An AntiSec offshoot of Anonymous breached the security think tank Stratfor over the Christmas period. The attackers stole thousands of client credit card numbers and email addresses and published a confidential subscriber list.

npr.org

17. WiFi Protected Setup PIN brute force vulnerability

US-CERT warned that the WPS PIN feature in home routers could be brute forced in hours. The flaw let attackers recover the PIN and the network key, undermining the convenience feature on millions of devices.

kb.cert.org

18. Hackers breach servers of Japan's Square Enix

Square Enix took its Members fan site offline after discovering that intruders had reached servers holding details for around 1.8 million accounts.

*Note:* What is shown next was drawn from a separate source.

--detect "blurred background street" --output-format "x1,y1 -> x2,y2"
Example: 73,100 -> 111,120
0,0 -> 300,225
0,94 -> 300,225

The exposed records covered names, email addresses, postal addresses and phone numbers for users in Japan and North America, though the company said no payment data was stored there.

phys.org

19. Anonymous hacks SpecialForces.com, posts passwords and credit card data

Anonymous dumped roughly 14,000 passwords and 8,000 credit card numbers stolen from the military and police gear retailer. A company email dated mid-December confirmed the breach as the data spread online.

pcworld.com

20. Amnesty International site serving Java exploit

Krebs reported that the Amnesty International UK website had been compromised to serve a Java exploit to visitors. Anyone with an unpatched browser risked silent infection simply by reading the human rights group's pages.